I thought about it some more. Mama had gotten up with her back to me. She gazed out at the river for a few minutes before she turned to me with a big smile on her face.
“You don’t have to think about it too much for now, but I just want you to know that this is my plan for you. As bright as Jasper and Sardius are, you are my very smartest baby, and I know you will go far.”

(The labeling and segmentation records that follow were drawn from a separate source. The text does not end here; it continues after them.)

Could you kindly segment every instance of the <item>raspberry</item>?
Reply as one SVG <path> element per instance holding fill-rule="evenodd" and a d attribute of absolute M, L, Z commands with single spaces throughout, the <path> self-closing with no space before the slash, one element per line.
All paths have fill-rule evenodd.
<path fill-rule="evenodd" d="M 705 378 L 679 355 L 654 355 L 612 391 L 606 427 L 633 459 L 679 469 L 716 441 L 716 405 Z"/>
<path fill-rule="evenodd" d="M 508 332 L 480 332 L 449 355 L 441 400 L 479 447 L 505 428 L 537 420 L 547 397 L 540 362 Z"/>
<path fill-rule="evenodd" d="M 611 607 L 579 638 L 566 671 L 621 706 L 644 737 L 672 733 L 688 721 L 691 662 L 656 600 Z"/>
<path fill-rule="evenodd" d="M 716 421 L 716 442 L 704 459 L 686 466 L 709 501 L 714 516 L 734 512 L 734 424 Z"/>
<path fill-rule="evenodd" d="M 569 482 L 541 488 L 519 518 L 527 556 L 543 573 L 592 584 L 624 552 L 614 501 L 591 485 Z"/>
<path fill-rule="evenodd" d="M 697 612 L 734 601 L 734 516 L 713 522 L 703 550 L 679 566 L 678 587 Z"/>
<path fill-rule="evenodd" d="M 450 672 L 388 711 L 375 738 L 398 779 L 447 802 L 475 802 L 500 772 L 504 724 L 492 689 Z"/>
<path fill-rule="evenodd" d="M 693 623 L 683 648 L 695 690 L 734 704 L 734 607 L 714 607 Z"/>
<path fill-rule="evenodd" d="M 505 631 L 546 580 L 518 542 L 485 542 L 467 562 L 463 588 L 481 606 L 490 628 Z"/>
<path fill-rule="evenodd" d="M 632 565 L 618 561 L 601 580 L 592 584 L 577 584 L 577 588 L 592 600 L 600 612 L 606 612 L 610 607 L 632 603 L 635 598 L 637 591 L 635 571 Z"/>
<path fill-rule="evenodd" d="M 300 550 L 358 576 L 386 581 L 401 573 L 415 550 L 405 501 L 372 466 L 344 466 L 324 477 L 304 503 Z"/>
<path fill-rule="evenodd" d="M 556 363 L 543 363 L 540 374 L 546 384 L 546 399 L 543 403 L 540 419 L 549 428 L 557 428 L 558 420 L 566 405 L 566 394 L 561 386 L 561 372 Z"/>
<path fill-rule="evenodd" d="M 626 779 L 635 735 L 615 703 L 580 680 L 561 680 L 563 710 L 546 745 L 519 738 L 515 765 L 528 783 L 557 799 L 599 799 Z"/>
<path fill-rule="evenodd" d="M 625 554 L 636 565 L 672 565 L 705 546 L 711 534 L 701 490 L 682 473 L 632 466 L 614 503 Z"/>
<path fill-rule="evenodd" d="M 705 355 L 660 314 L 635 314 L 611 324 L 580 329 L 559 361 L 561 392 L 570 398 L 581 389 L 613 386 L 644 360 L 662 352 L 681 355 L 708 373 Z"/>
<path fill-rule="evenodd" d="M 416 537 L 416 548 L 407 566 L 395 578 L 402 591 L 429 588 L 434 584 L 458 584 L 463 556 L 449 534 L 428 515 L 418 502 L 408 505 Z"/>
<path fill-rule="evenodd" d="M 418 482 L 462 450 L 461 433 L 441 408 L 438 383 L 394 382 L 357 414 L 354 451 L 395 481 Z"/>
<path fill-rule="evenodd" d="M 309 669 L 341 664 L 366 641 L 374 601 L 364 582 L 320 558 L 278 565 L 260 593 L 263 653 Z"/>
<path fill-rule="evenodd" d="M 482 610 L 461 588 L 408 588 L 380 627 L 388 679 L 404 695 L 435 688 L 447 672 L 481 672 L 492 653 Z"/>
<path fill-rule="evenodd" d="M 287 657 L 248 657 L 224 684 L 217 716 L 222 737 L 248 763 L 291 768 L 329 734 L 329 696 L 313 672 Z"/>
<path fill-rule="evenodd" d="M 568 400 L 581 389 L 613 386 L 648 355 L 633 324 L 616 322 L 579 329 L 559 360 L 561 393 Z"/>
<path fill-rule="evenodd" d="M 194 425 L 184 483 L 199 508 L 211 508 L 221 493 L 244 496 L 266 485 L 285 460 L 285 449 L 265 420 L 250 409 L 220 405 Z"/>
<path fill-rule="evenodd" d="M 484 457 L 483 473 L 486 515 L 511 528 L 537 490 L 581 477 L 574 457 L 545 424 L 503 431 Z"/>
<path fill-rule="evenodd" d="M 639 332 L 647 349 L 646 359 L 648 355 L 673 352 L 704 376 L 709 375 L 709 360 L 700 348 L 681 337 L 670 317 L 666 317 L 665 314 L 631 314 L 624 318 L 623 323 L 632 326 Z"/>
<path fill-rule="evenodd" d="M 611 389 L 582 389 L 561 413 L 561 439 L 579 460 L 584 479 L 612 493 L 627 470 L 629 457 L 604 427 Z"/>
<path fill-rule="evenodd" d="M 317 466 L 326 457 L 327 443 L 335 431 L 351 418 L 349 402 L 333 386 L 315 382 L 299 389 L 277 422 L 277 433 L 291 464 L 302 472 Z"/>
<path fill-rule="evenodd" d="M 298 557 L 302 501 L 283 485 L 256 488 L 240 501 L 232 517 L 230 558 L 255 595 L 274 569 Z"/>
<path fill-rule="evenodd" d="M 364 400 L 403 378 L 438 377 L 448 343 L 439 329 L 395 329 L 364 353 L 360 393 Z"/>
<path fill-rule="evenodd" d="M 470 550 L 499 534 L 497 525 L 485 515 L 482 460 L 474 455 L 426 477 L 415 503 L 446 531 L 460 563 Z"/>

In a way, it was tempting to think of going to live with Miss Weston and Mr. Dean in Chicago. I could imagine myself being there with Jasper, Sardius, and Darlene, but I knew it would be impossible. Mama could never make it without help.
“Mama,” I said, as nicely as I could. “You don’t have any money. I mean, you can have my hair money, but I don’t think Daddy is going to be able to go back to work. Without Jasper or Sardius to help you, you can’t run the farm by yourself. And who will help you take care of Daddy and the little girls? You need me too much to let me go.
Mama laughed. “So you think you will help me make enough to get by? How many customers do you have?”
I did not think I had understood her right. I just looked at her.
“Pearl, I know why Jake Hatton comes around the house. I know that Walt Bittertree and your Pap-pa get a little thirst now and then, and I also know your Daddy makes the best whiskey in the county. I would think that by now you would have at least a dozen customers.”
I was flabbergasted into admitting. “I don’t. I just have that one feller that Jake Hatton gets some for sometimes.” I was stammering. “How did you know?”
“I know more that you think I do. I am ashamed to say that I let you get by with it because we needed the money so badly. It was worth it to see you be able to get yourself new shoes for Easter. And I have to say, Pearl, that I am proud of how you spent your money on your family. You have a good heart.”